2Jüngste Beispiele sind Adrian Vatters «Das politische System der Schweiz» (Vatter 2014) oder Markus Freitags «Das soziale Kapital der Schweiz» (Freitag 2014). Das Milizsystem kommt zwar in beiden Publikationen direkt oder indirekt zur Sprache, aber kein Kapitel wird gänzlich dem Milizsystem gewidmet.

Allerdings gibt es historisch orientierte Publikationen3, in denen dem Milizsystem eine grössere Wichtigkeit zugedacht wird. Aber auch unter diesen Publikationen gibt es wenige, die sich dem politischen Milizsystem in seiner ganzen Breite widmen.

3Siehe u. a. Guggenbühl (1967), Im Hof (1991) oder Widmer (2007), die das Milizsystem ausgiebiger thematisieren. Einige grundsätzliche Gedanken ausserhalb des militärischen Bereichs finden sich auch in Saladin (2012).

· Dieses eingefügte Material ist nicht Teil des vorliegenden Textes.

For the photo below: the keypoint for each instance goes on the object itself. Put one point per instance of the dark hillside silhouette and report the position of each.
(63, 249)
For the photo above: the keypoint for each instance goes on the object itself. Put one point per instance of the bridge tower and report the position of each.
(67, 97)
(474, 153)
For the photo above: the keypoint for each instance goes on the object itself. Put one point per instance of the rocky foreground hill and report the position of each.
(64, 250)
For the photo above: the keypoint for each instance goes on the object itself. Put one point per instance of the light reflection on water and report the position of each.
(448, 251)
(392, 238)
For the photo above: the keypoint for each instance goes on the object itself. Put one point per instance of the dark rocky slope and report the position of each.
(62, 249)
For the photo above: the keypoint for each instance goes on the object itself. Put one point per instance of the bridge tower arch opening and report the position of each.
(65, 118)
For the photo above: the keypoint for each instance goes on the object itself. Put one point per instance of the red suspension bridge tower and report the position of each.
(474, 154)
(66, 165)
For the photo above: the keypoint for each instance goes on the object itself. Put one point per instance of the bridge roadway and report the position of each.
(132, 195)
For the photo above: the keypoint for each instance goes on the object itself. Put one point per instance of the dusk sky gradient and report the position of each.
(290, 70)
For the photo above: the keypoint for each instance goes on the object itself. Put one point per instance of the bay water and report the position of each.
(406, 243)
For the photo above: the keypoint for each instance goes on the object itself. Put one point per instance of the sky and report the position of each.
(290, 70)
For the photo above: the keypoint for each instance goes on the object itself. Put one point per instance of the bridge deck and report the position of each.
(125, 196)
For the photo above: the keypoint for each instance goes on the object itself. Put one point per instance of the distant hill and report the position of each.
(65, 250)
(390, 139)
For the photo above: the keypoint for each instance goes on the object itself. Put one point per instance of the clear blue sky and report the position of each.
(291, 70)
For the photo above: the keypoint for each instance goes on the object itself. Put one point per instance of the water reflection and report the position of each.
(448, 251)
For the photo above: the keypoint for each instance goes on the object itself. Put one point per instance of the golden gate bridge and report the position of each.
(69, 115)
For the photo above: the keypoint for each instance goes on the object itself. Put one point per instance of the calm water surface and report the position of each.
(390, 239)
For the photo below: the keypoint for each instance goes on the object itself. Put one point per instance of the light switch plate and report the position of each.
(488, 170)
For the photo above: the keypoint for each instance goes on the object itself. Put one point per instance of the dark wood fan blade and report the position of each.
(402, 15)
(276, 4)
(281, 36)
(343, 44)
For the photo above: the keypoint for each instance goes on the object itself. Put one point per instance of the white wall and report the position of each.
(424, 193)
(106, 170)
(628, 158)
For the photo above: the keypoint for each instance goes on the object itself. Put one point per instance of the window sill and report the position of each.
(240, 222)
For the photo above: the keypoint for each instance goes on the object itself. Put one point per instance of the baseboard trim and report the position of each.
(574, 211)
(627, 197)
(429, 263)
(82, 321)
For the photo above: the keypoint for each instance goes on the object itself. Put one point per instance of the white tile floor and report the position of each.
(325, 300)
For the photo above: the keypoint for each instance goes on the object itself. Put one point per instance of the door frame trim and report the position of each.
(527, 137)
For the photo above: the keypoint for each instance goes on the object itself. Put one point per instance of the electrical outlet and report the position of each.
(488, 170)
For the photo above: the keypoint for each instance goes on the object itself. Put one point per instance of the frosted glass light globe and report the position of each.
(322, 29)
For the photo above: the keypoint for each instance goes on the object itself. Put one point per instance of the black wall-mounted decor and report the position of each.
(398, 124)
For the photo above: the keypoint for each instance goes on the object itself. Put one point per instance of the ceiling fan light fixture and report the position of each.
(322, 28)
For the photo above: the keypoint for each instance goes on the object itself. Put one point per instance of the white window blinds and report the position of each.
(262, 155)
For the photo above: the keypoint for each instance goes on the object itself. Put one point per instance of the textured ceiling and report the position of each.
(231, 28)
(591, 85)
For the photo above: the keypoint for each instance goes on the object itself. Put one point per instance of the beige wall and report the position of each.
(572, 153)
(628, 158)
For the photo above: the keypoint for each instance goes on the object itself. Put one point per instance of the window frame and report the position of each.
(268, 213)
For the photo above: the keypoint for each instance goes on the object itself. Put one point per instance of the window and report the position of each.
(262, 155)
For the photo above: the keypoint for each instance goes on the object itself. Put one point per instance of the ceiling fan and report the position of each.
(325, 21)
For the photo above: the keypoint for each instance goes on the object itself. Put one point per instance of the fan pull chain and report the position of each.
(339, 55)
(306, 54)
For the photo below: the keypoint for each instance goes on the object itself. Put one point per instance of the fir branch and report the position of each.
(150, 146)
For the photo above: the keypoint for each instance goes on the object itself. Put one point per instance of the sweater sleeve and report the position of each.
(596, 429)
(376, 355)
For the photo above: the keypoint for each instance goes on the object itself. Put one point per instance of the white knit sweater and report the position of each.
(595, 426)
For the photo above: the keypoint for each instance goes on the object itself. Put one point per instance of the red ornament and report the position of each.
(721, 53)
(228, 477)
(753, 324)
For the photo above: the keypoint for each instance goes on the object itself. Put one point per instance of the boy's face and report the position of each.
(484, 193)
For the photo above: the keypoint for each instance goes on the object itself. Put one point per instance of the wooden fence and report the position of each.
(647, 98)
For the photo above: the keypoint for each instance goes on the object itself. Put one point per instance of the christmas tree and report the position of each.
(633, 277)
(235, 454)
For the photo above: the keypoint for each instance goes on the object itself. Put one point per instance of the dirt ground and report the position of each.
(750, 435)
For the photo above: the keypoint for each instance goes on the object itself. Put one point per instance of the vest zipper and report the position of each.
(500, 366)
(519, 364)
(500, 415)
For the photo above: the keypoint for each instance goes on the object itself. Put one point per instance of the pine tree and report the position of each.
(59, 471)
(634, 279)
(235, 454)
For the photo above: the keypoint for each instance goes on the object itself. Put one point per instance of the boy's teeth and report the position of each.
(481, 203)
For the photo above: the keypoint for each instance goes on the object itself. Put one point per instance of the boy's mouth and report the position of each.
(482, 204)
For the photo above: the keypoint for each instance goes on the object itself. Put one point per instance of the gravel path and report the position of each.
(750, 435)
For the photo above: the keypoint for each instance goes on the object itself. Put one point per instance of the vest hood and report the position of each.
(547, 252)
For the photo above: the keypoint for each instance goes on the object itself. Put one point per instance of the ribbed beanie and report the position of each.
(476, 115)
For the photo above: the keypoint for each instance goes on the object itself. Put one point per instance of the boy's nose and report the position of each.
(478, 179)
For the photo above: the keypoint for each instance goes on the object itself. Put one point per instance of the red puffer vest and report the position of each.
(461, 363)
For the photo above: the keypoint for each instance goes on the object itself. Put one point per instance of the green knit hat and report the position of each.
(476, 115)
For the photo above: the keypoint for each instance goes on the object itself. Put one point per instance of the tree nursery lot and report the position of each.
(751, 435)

Auch wenn der Historiker und Ex-Diplomat Paul Widmer das Milizsystem nicht zu den vier zentralen Säulen des «Sonderfalls Schweiz» zählt, ist es doch aufschlussreich, wie er sich zu diesem äussert (Widmer 2008):

«Der Sonderfall ist […] ein fragiles Gebilde. Er ist von aussen wie von innen stets latent gefährdet. Von aussen mehren sich Sachzwänge und politischer Druck. Die Schweiz bezahlt fraglos für ihre Eigenständigkeit einen Preis. Aus dem Innern kommen die Gefahren von den Bürgern selbst. Denn die Eidgenossenschaft ist ein anspruchsvolles Staatswesen. Sie ermöglicht ihren Bürgern zwar eine einzigartige Mitsprache in Staatssachen, aber dafür fordert sie auch ein wesentlich höheres Engagement als eine parlamentarische oder präsidiale Republik, angefangen von den vielfältigen Rechten und Pflichten des Stimmbürgers bis zu den Tausenden von Ämtern, die im feinmaschigen Milizsystem zu vergeben sind. Die Schweiz lebt von der aktiven Mitarbeit der Bürger in Gemeinde, Kanton und Bund. Erlahmt diese, dann erlischt auch ein Staatswesen wie die Schweiz.»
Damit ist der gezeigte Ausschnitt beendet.